Allerdings gab es auch schon anno 1980 Informationslecks. Am 8. Juli 1980 vermerkte der Ministerialdirektor Klaus Blech zur Unterrichtung für Außenminister Genscher mit dem Vorschlag zur Weiterleitung ans Bundeskanzleramt: "Die ,Welt‘ erklärte in ihrer Ausgabe vom 7. Juli, Seite 1, ihr seien ,jetzt die geheimen Einzelheiten des Geheimgespräches bekannt geworden, das Helmut Schmidt mit Leonid Breschnew über die Probleme der nuklearen Abrüstung geführt hat‘. Sie veröffentlicht einen Text, den sie als ,Protokollaufzeichnung‘ oder ,Protokollnotiz‘ bezeichnet."
Von den Sowjets mitgeschnitten
Der Leiter der wichtigen Politischen Abteilung versuchte, durch einen genauen Vergleich der unterschiedlichen vertraulichen Berichte und Protokolle dieser Gespräche herauszufinden, an welcher Stelle das Leck liegen könnte: "Die Veröffentlichung gibt im Ganzen den Inhalt des Teils des Gesprächs, auf den sie sich bezieht, zutreffend wieder." Jedoch sei sie "an keiner Stelle mit dem im Auswärtigen Amt am 2. Juli hergestellten endgültigen Protokoll identisch". Als Ergebnis des geradezu philologischen Textvergleichs kam Blech nur zu einem wenig befriedigenden Ergebnis: "Wir können nicht ausschließen, dass das Diktat des Entwurfs des Protokolls in der Botschaft Moskau von außen abgehört worden ist."

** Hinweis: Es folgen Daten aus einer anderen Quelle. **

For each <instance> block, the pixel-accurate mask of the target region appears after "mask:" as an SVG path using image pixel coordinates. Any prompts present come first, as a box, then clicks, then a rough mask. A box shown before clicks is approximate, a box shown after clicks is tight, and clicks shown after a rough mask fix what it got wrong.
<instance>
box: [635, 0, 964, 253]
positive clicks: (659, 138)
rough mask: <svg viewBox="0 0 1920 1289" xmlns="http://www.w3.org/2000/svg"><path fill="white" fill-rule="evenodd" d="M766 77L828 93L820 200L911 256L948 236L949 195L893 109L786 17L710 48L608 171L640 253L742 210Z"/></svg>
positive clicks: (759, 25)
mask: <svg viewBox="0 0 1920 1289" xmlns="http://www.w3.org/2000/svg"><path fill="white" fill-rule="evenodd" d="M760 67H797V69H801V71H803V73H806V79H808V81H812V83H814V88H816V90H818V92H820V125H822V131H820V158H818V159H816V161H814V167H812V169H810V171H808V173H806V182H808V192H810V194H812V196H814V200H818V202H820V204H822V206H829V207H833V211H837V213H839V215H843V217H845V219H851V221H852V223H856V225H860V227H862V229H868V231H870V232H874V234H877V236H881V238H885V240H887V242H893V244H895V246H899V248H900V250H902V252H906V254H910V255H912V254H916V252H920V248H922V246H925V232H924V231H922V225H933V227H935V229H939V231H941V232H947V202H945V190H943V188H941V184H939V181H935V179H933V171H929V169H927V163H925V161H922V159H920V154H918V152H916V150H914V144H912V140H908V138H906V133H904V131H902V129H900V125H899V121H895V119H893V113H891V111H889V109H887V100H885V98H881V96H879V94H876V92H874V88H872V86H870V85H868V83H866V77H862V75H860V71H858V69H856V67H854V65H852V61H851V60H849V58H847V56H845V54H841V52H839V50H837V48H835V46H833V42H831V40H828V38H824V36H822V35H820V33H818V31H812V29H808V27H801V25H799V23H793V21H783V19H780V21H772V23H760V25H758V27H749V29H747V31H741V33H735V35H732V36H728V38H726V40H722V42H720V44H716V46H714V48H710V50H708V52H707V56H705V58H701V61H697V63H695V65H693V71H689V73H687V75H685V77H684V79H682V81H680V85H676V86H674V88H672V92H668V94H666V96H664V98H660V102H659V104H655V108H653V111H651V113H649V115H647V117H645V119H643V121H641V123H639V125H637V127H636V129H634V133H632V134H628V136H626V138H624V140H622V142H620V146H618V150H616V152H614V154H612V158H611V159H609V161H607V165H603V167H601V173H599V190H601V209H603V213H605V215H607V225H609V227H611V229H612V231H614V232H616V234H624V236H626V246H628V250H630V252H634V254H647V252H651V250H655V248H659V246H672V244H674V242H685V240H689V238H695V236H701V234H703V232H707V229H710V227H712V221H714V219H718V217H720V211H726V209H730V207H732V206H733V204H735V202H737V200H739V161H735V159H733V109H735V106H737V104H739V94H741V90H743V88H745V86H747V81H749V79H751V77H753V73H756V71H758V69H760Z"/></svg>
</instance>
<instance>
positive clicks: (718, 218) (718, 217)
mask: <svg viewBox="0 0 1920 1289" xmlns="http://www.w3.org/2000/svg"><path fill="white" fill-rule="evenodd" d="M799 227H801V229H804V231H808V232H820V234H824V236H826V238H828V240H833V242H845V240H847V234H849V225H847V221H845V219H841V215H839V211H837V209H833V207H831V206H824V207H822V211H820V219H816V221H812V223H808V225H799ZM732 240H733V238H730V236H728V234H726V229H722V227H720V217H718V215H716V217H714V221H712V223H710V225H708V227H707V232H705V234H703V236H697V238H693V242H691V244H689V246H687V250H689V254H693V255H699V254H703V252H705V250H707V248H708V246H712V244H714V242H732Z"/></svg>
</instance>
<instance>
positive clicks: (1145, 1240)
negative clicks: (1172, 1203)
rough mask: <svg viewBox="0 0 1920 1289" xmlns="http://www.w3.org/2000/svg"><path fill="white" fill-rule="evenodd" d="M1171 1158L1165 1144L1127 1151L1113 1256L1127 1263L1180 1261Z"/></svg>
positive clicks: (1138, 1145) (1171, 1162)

Tatsächlich vermuteten zahlreiche deutsche Spitzenbeamte, die "Welt" habe das Protokoll von den Sowjets bekommen. Darauf deuteten einige Formulierungen, die dem Sprachgebrauch der KPdSU entsprächen. Wer allerdings das Protokoll über das vertrauliche Gespräch des Bundeskanzlers mit dem sowjetischen Staatschef tatsächlich weitergegeben hatte, erfuhr das Auswärtige Amt nach Aktenlage offenbar nie.